The function of this package is not impressive, and I already knew some related works, including http://intscore.molgen.mpg.de/. The authors of this webserver contacted me for the usages of GOSemSim when they developing it.
What makes me curious is that the ppiPre package can calculate GO semantic similarity and supports 20 species exactly like GOSemSim. I opened the source tarball, and surprisingly found that its sources related to semantic similarity calculation are totally copied from GOSemSim.
GOSemSim was firstly released in 2008 Bioconductor 2.4 (at that time, devel version) and published in Bioinformatics in 2010. After compared the sources, I found the sources in ppiPre were copied from GOSemSim version 1.6.8 which released in 2010 Bioconductor 2.6.

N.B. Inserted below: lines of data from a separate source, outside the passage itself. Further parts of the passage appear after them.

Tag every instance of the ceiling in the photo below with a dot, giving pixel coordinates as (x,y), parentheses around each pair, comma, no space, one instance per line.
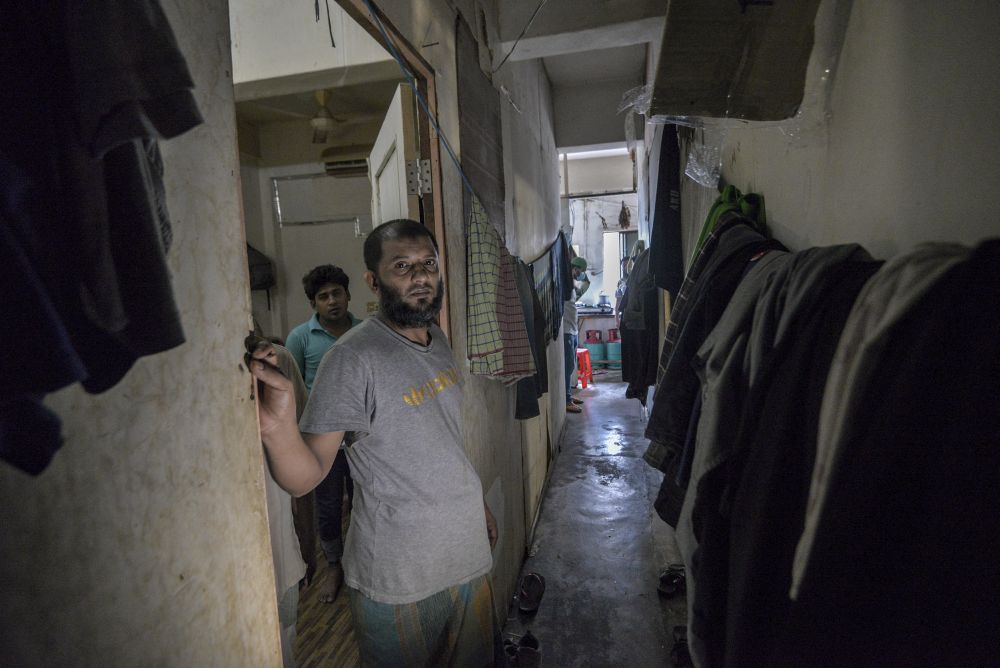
(355,103)
(618,63)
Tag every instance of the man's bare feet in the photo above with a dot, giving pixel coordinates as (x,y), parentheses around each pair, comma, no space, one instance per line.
(332,581)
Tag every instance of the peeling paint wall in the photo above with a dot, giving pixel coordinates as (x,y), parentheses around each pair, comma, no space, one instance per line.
(906,149)
(146,543)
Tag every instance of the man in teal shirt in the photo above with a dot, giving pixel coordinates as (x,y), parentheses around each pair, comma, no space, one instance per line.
(326,287)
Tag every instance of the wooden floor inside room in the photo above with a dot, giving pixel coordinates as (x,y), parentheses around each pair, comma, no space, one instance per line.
(325,635)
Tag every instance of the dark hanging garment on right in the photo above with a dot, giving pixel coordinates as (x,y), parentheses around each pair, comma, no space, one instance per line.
(640,330)
(667,259)
(903,567)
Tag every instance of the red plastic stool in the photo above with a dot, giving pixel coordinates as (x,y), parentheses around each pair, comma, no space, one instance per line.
(583,370)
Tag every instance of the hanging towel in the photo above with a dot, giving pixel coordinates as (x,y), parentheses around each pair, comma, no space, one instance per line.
(498,340)
(483,271)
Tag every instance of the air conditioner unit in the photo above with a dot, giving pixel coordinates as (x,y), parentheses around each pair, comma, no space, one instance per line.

The Wang method defined in GOKEGGSims.r file of ppiPre is:
119 WangMethod <- function(GOID1, GOID2, ont="MF", organism="yeast") {
120 if(!exists("ppiPreEnv")) .initial()
121 weight.isa = 0.8
122 weight.partof = 0.6
123
124 if (GOID1 == GOID2)
125 return (1)
126
127 Parents.name <- switch(ont,
128 MF = "MFParents",
129 BP = "BPParents",
130 CC = "CCParents"
131 )
132 if (!exists(Parents.name, envir=ppiPreEnv)) {
133 GetGOParents(ont)
134 }
135 Parents <- get(Parents.name, envir=ppiPreEnv)
136
137 sv.a <- 1
138 sv.b <- 1
139 sw <- 1
140 names(sv.a) <- GOID1
141 names(sv.b) <- GOID2
142
143 sv.a <- WangSemVal(GOID1, ont, Parents, sv.a, sw, weight.isa, weight.partof)
144 sv.b <- WangSemVal(GOID2, ont, Parents, sv.b, sw, weight.isa, weight.partof)
145
146 sv.a <- uniqsv(sv.a)
147 sv.b <- uniqsv(sv.b)
148
149 idx <- intersect(names(sv.a), names(sv.b))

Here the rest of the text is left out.